Correlation Between Assurant and James River
Can any of the company-specific risk be diversified away by investing in both Assurant and James River at the same time? Although using a correlation coefficient on its own may not help to predict future stock returns, this module helps to understand the diversifiable risk of combining Assurant and James River into the same portfolio, which is an essential part of the fundamental portfolio management process.
By analyzing existing cross correlation between Assurant and James River Group, you can compare the effects of market volatilities on Assurant and James River and check how they will diversify away market risk if combined in the same portfolio for a given time horizon. You can also utilize pair trading strategies of matching a long position in Assurant with a short position of James River. Check out your portfolio center. Please also check ongoing floating volatility patterns of Assurant and James River.
Diversification Opportunities for Assurant and James River
-0.86 | Correlation Coefficient |
Pay attention - limited upside
The 3 months correlation between Assurant and James is -0.86. Overlapping area represents the amount of risk that can be diversified away by holding Assurant and James River Group in the same portfolio, assuming nothing else is changed. The correlation between historical prices or returns on James River Group and Assurant is a relative statistical measure of the degree to which these equity instruments tend to move together. The correlation coefficient measures the extent to which returns on Assurant are associated (or correlated) with James River. Values of the correlation coefficient range from -1 to +1, where. The correlation of zero (0) is possible when the price movement of James River Group has no effect on the direction of Assurant i.e., Assurant and James River go up and down completely randomly.
Pair Corralation between Assurant and James River
Considering the 90-day investment horizon Assurant is expected to generate 0.24 times more return on investment than James River. However, Assurant is 4.24 times less risky than James River. It trades about -0.01 of its potential returns per unit of risk. James River Group is currently generating about -0.14 per unit of risk. If you would invest 20,864 in Assurant on October 9, 2024 and sell it today you would lose (98.00) from holding Assurant or give up 0.47% of portfolio value over 90 days.

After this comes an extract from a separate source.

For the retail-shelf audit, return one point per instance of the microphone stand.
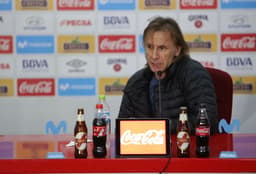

Time Period | 3 Months [change] |
Direction | Moves Against |
Strength | Significant |
Accuracy | 100.0% |
Values | Daily Returns |
Assurant vs. James River Group
Performance |
Timeline |
Assurant |
James River Group |
Assurant and James River Volatility Contrast
Predicted Return Density |
Returns |
Pair Trading with Assurant and James River
The main advantage of trading using opposite Assurant and James River positions is that it hedges away some unsystematic risk. Because of two separate transactions, even if Assurant position performs unexpectedly, James River can make up some of the losses. Pair trading also minimizes risk from directional movements in the market. For example, if an entire industry or sector drops because of unexpected headlines, the short position in James River will offset losses from the drop in James River's long position.Assurant vs. Assured Guaranty | Assurant vs. Ambac Financial Group | Assurant vs. AMERISAFE | Assurant vs. Enact Holdings |
James River vs. Employers Holdings | James River vs. Investors Title | James River vs. AMERISAFE | James River vs. Essent Group |
Check out your portfolio center.Note that this page's information should be used as a complementary analysis to find the right mix of equity instruments to add to your existing portfolios or create a brand new portfolio. You can also try the Aroon Oscillator module to analyze current equity momentum using Aroon Oscillator and other momentum ratios.